In regard to the second issue, a retired law professor at Nankai University in Tianjin laughs at overseas concerns over a closed-door trial related to "stealing commercial secrets".

"I think overseas companies in China should be very happy with such an arrangement. China for them is a foreign land, and they have more 'commercial secrets' to protect. Without this stipulation, a domestic firm could easily sue a foreign-invested company and force it to reveal its 'commercial secrets' in court. Would it like it?" he asks. According to China's Civil Procedure Law, a trial can be held behind closed doors if it involves state secrets, privacy or commercial secrets.

A case is hand is Google, the US Internet search engine giant. Google has threatened to close its China operation - Chinese authorities have warned that its pullout must follow Chinese legal procedures. Among others, Google may have to deal with a number of lawsuits against violation of intellectual property rights.

At the end of last year, a Beijing court began to deal with a lawsuit filed by a female Chinese writer, whose pen name was Mian Mian, against for including her works in Google Books. required that the trial be closed to the public, citing protection of its "commercial secrets".

"Like Google, China's state-owned steelmakers have their 'commercial secrets' to protect. One must not assume that because they are state-owned they must be completely naked in business operations," said the retired law professor at Nankai University.

He said the charge in Hu's case should not be disputed. "Chinese law has strict stipulations on [being charged for] taking and offering bribes, so much so that [the law] has been criticized for protecting corrupt officials. Without hard evidence, authorities would not easily charge someone with bribery. Not to mention that Stern Hu is a foreign national."

Hu may have been unlucky enough to be caught red-handed or with hard evidence. "In fact, it is a known 'secret' in China that executives offer bribes to officials to get their businesses going or exploit their positions to take bribes. But so far few have been caught and dealt with by the law."

Chinese analysts also reject as a bluff the prospect of Hu's case, whatever sentence he may receive, having a serious, negative effects on Sino-Australian ties or Chinese firms' relations with Rio Tinto.

Last October, three months after Hu's arrest, foreign minister Smith said relations with China were back to "business as usual". The countries held high-level defense talks that month and China has signed several natural-resources deals.

In early February, Rio Tinto appointed Ian Bauert as its new China operations chief to replace Hu. Bauert set up the company's first China office more than 25 years ago and speaks fluent Chinese.

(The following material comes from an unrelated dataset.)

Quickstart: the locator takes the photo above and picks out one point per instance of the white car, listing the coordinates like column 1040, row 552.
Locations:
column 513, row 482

Last Friday, after the trial of Hu was announced, Rio Tinto Group, parent of Canada's Alcan, signed a US$1.35 billion pact with Chinalco under which the Chinese metals conglomerate will help develop Rio's massive iron ore reserves in Guinea, West Africa.

Coincidentally, Tom Albanese, chief executive officer of Rio Tinto group, said at a forum in Beijing on Monday that his company's relations with China were "long-term and very important". Rio Tinto would strive for rebuilding and strengthening its relations with China, according to Xinhua News Agency.

This suggests Hu's is an individual case within China's legal jurisdiction. "The days that a foreigner could enjoy 'extra-territoriality' went long ago, after the founding of the People's Republic of China [in 1949]. Hu did what he did on the soil of China, hence he is subject to Chinese law. And what he did, according to the prosecution, is common criminal offences. You can criticize the imperfection of China's rule of law and demand improvement, but when you are in the country, you still have to abide by it," the retired law professor says.